Hari keberangkatan. Saya tidak terlalu menikmati perjalanan karena masih khawatir dan nervous. Oh iya, saya tidak sendiri pergi ke sana. Saya pergi bersama Mba Wid dan Kimmy. Bertiga, perempuan semua. Sebenarnya banyak yang khawatir untuk pergi ke India tanpa ada laki-laki yang mengikuti, tapi kami yakin bertiga kami pasti bisa, wkwk. Yakin yakin saja sih hoho, dan ternyata Bengaluru kota yang cukup aman.
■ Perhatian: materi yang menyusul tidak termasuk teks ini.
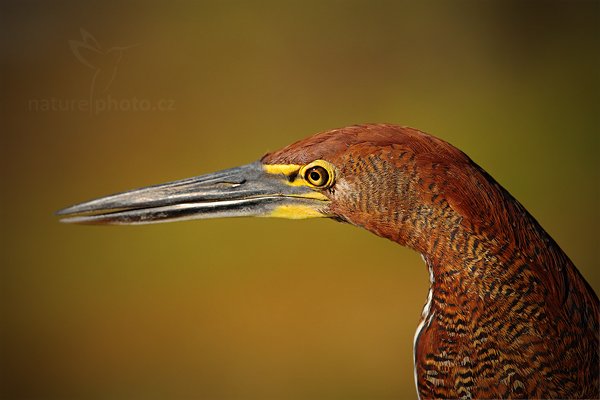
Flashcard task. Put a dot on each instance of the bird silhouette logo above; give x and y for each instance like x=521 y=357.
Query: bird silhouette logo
x=104 y=62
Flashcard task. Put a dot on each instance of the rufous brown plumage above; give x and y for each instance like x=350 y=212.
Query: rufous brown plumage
x=508 y=315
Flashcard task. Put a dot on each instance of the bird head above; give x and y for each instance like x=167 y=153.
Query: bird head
x=380 y=177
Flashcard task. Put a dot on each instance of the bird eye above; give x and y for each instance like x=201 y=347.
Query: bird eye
x=317 y=176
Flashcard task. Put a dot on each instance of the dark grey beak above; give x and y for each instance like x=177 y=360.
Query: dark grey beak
x=243 y=191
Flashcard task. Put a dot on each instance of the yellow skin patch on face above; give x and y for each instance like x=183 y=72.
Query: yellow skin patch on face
x=295 y=212
x=283 y=169
x=293 y=175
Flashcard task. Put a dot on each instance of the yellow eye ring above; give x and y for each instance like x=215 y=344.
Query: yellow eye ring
x=318 y=174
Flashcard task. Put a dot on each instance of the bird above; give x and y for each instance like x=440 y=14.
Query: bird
x=508 y=315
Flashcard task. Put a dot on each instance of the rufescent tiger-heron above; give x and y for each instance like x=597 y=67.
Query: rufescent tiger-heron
x=508 y=315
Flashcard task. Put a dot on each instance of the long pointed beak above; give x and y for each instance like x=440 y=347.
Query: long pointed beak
x=243 y=191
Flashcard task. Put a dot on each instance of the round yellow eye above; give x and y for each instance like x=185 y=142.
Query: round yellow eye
x=317 y=176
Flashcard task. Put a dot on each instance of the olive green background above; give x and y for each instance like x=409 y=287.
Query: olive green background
x=258 y=308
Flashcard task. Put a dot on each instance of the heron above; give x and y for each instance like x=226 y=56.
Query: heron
x=508 y=315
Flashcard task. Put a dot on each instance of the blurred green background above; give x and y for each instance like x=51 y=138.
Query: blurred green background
x=227 y=309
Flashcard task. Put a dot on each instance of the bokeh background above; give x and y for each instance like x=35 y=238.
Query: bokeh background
x=227 y=309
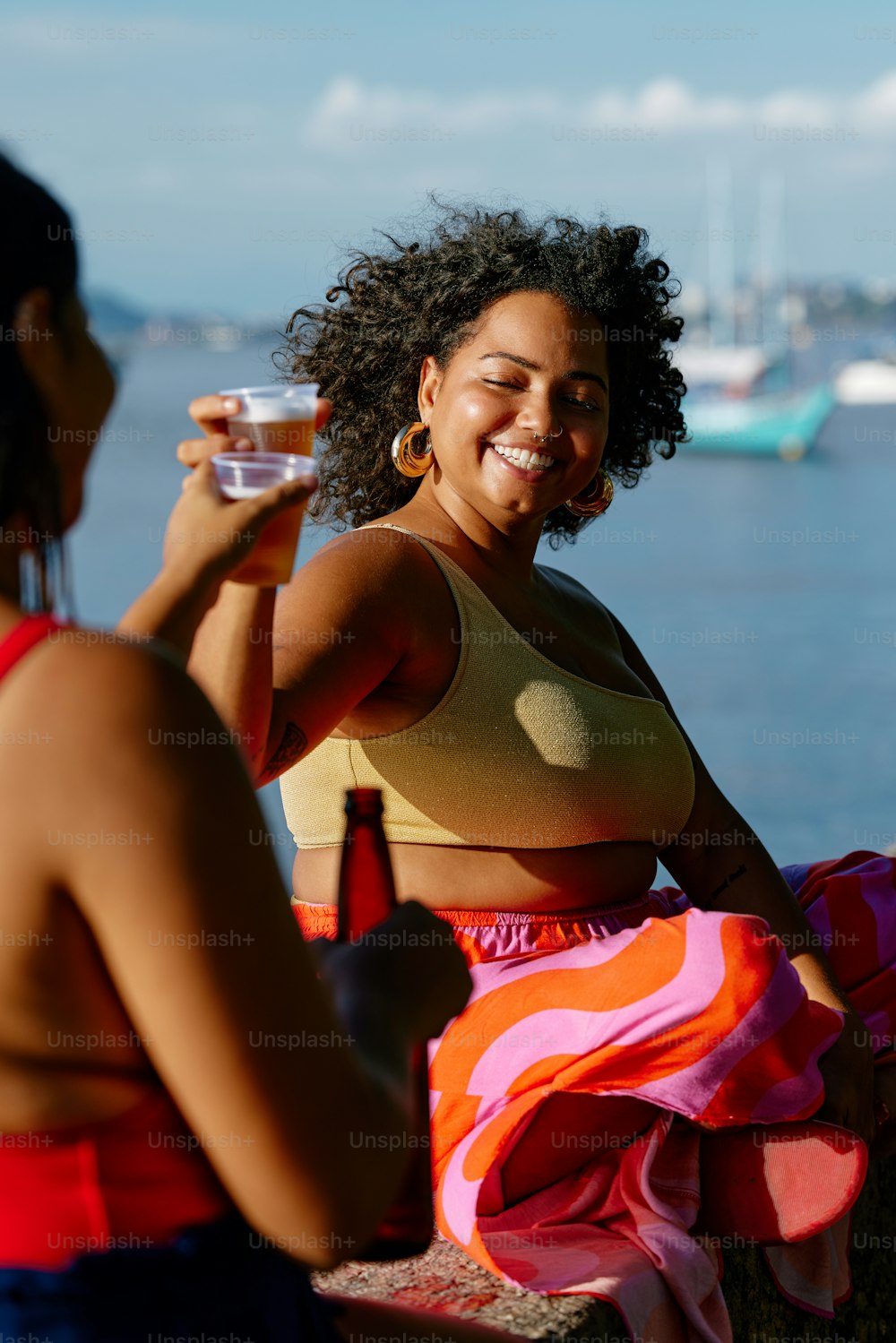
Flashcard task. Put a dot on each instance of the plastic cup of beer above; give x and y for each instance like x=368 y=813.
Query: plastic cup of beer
x=276 y=419
x=241 y=476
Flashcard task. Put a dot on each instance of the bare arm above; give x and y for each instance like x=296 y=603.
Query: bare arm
x=194 y=925
x=340 y=629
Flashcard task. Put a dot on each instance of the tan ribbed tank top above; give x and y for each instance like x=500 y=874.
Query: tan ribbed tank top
x=517 y=753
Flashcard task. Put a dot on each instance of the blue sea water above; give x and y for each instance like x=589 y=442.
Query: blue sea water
x=762 y=594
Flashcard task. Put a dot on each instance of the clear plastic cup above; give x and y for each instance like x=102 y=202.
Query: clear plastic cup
x=276 y=418
x=241 y=476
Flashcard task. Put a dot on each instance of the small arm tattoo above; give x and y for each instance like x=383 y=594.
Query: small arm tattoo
x=732 y=876
x=290 y=748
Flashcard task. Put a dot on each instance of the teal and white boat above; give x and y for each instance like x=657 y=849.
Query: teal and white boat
x=777 y=425
x=735 y=403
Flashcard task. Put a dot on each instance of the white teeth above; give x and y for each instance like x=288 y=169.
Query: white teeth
x=524 y=458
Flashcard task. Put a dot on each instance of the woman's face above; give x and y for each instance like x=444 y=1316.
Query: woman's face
x=533 y=366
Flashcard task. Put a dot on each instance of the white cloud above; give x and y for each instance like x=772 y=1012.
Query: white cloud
x=351 y=113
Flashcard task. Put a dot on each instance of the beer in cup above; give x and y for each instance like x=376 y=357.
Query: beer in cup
x=241 y=476
x=276 y=419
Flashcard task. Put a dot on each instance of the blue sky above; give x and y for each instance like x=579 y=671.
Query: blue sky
x=223 y=158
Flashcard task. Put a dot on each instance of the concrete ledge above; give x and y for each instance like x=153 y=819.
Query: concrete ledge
x=446 y=1280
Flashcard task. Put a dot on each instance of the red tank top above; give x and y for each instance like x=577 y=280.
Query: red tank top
x=134 y=1181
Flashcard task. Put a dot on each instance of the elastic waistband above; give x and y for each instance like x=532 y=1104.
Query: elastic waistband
x=325 y=914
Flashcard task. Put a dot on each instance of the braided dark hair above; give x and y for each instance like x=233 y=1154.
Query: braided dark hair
x=425 y=297
x=38 y=252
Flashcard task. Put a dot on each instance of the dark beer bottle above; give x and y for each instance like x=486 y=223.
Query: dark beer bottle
x=366 y=899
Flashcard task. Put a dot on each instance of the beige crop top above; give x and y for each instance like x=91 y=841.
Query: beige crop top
x=517 y=753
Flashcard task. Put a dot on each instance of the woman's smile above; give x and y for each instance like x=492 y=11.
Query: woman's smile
x=525 y=462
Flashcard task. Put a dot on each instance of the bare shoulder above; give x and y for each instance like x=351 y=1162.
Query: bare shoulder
x=82 y=677
x=374 y=581
x=579 y=605
x=366 y=559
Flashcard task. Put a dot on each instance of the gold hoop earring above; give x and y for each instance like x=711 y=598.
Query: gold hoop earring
x=405 y=458
x=590 y=504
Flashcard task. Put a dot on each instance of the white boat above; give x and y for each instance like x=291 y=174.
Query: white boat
x=866 y=382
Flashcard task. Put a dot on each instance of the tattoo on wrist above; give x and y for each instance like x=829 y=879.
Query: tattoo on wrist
x=292 y=745
x=732 y=876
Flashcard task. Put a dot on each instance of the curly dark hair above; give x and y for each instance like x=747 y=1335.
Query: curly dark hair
x=424 y=298
x=37 y=252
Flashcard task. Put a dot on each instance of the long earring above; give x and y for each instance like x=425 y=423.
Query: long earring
x=405 y=458
x=590 y=503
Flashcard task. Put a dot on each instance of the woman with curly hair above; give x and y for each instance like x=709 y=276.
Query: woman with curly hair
x=599 y=1106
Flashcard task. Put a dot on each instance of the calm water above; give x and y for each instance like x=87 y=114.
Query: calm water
x=761 y=592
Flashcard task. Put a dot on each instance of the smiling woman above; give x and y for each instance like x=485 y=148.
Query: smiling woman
x=427 y=300
x=533 y=770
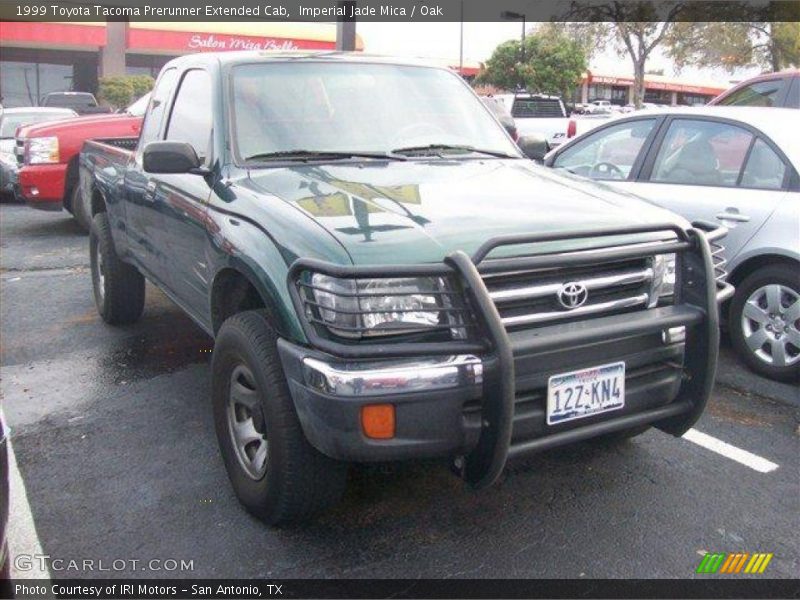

Saya dan Mba Wid pergi bersama menggunakan kereta bandara dari Stasiun BNI City menuju Bandara Soekarno Hatta. Kimmy pergi dari kosan dia sendiri menggunakan bis Damri. Kami tidak mengecek jadwal kereta terlebih dahulu dan ternyata saat sampai di sana jadwal kereta yang tercepat datang 3 menit lagi dan kami harus menunggu 30 menit lagi untuk jadwal berikutnya. Kontan kami buru-buru membeli tiket dan berlari-lari ke peron *sepertinya tidak asing dengan keadaan ini haha*. Saat ingin menge-tap tiket ke pintu masuk, ternyata barcode terpotong sehingga tidak bisa dipakai untuk menge-tap. Pihak keamanan di sana ternyata sudah tahu bahwa itu known issue sehingga saya dibantu untuk masuk menggunakan kartu saktinya. Saya diminta untuk bilang kepada keamanan di stasiun tujuan kalau barcode tiket saya ketinggalan agar bisa keluar, dan ternyata pihak keamanan sudah maklum akan kejadian tersebut. Perjalanan ke Bandara dari stasiun BNI City menghabiskan waktu 46 menit. Sampai ke Bandara pada pukul 10an. Alhamdulillah masih waktu yang aman, belum terlambat untuk melakukan check in dan boarding pada pukul 11.55.

IMG_6316
Tiket yang barcode-nya terpotong

Sambil menunggu waktu boarding, saya dan teman-teman saya mencari kartu SIM India untuk dipakai internet-an di sana, dan ternyata tidak ada dan hanya ada yang sudah sepaket dengan Mobile WiFi. Saya sendiri sudah membeli paket roaming untuk Asia (bisa dipakai di India dan Thailand saat transit) dari Indosat selama 7 hari karena unlimited dan saya malas ribet untuk membeli nomor baru. Setahu saya hanya indosat dan Telkomsel operator yang menyediakan roaming untuk wilayah India. Untuk harganya, Rp419ribu selama 7 hari sudah termasuk internet unlimited , telepon 100 menit dan 100 SMS.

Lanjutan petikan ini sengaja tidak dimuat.